I am trying to write a simple game loop for MacOS. The event polling solution I found on libraries like GLFW, SDL, and MacOS game ports for DOOM, Quake, Handmade Hero is to use the nextEventMatchingMask
API. I am interested in the latency of event polling:
t0 = mach_absolute_time();
NSEvent *event = [NSApp nextEventMatchingMask:NSEventMaskAny
untilDate:nil
inMode:NSDefaultRunLoopMode
dequeue:YES];
t1 = mach_absolute_time();
latency=t1-t0
The experiment I run (source code) consists of opening a Cocoa MacOS window and "randomly" generating mouse and keyboard events. The typical latency numbers I get for the first 1000 events in such experiment looks like this
# latency percentiles in milliseconds
: 0% 5% 10% 15% 20% 25% 30% 35%
: 0.033830 0.047655 0.060302 0.071263 0.073450 0.075871 0.079204 0.083330
: 40% 45% 50% 55% 60% 65% 70% 75%
: 0.093038 0.107813 0.134466 0.143095 0.180434 0.334789 0.448111 0.500118
: 80% 85% 90% 95% 100%
: 0.524535 0.583159 0.648065 0.719931 36.567810
Note that the top 25% latencies are more that half a millisecond. Even when there is no event available (zeros on the chart) we can get a latency of more than a millisecond (see zero floating around near the 600th event). To make things worse, this is the typical case I observe when my Macbook has not much going on: just a Terminal and the test program. It gets worse when more applications are running.
I wonder if there is a more efficient way to the get the next (mouse/keyboard) event if available in a MacOS application. Is there a trick I am missing that makes nextEventMatchingMask
calls more efficient?
The source code to run this test and generate a plot like the one above can be found here: https://github.com/laurolins/cocoa_poll_events_latency
(update) Following an idea Dad suggested in the comments, I ran the test without any mouse/keyboard movement. Here are the latency percentiles:
# latency without any keyboard/mouse event in milliseconds
: 0% 5% 10% 15% 20% 25%
: 0.04029500 0.07617675 0.07908070 0.08556100 0.10188940 0.12956500
: 30% 35% 40% 45% 50% 55%
: 0.13832200 0.14023150 0.14802140 0.15003550 0.15045250 0.15088950
: 60% 65% 70% 75% 80% 85%
: 0.15125000 0.15162535 0.15190300 0.15235550 0.15313200 0.15972645
: 90% 95% 100%
: 0.16802250 0.21194335 35.93352900
The idea of waiting .15 milliseconds to find out that no event was generated does not feel right!

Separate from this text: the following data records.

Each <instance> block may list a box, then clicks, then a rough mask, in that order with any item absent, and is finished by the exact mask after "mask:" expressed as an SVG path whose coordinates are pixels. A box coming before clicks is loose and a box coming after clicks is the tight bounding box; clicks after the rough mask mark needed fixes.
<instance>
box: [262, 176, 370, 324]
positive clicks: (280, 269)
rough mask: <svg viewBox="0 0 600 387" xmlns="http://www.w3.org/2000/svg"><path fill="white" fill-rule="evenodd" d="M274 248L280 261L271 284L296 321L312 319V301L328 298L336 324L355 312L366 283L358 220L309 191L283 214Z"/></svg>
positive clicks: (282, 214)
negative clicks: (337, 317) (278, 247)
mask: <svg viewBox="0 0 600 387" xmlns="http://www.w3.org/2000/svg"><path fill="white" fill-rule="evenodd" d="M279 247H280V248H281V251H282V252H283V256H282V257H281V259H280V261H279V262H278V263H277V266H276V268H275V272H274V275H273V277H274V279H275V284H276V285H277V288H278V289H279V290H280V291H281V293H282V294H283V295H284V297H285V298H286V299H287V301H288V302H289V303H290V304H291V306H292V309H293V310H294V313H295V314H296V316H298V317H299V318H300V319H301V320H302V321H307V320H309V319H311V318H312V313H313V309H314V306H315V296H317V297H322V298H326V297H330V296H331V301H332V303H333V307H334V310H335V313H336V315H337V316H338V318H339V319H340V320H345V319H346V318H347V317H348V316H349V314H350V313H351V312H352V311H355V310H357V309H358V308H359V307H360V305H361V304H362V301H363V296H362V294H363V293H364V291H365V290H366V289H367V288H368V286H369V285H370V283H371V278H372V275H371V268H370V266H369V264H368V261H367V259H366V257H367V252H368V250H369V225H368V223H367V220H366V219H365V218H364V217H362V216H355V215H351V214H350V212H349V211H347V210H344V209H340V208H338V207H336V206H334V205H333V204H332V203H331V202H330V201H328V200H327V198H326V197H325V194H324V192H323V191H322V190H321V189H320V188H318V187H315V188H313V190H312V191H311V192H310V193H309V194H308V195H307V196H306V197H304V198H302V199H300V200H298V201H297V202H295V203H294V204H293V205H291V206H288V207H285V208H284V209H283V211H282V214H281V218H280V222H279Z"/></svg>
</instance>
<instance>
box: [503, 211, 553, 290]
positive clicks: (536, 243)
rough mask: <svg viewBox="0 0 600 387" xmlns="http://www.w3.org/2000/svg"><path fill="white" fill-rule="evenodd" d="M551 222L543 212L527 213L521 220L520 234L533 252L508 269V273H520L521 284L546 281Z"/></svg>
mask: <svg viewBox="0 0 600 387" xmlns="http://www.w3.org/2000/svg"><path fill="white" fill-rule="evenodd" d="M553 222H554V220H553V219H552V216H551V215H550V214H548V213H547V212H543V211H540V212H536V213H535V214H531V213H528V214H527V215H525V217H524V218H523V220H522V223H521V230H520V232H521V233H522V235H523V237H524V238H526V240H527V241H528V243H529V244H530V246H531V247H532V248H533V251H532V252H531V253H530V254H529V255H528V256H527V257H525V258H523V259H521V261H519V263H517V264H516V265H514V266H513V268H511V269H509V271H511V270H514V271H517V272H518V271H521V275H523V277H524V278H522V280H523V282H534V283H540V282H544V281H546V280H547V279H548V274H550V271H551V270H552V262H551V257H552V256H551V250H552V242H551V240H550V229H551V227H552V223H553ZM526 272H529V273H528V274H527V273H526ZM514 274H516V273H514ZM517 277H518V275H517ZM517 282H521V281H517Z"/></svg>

(update 2) Just timed all SDL_EventPoll
and MessagePump
calls on gzdoom running on ubuntu and the latency distribution I am getting looks much better:
# 0% 5% 10% 15% 20% 25% 30%
:0.00095100 0.00186075 0.00215500 0.00226400 0.00234180 0.00241500 0.00255900
: 35% 40% 45% 50% 55% 60% 65%
:0.00289495 0.00652280 0.00712510 0.00749900 0.00770290 0.00807660 0.00888870
: 70% 75% 80% 85% 90% 95% 100%
:0.00897200 0.00905000 0.00931060 0.01374225 0.01728800 0.03256290 0.23016000
while on MacOS gzdoom also struggles with the slowness of nextEventMatchingMask
(latency numbers on the hundreds of microseconds). Conclusion: it is not only my test code that is slow to get the next keyboard/mouse event on MacOS.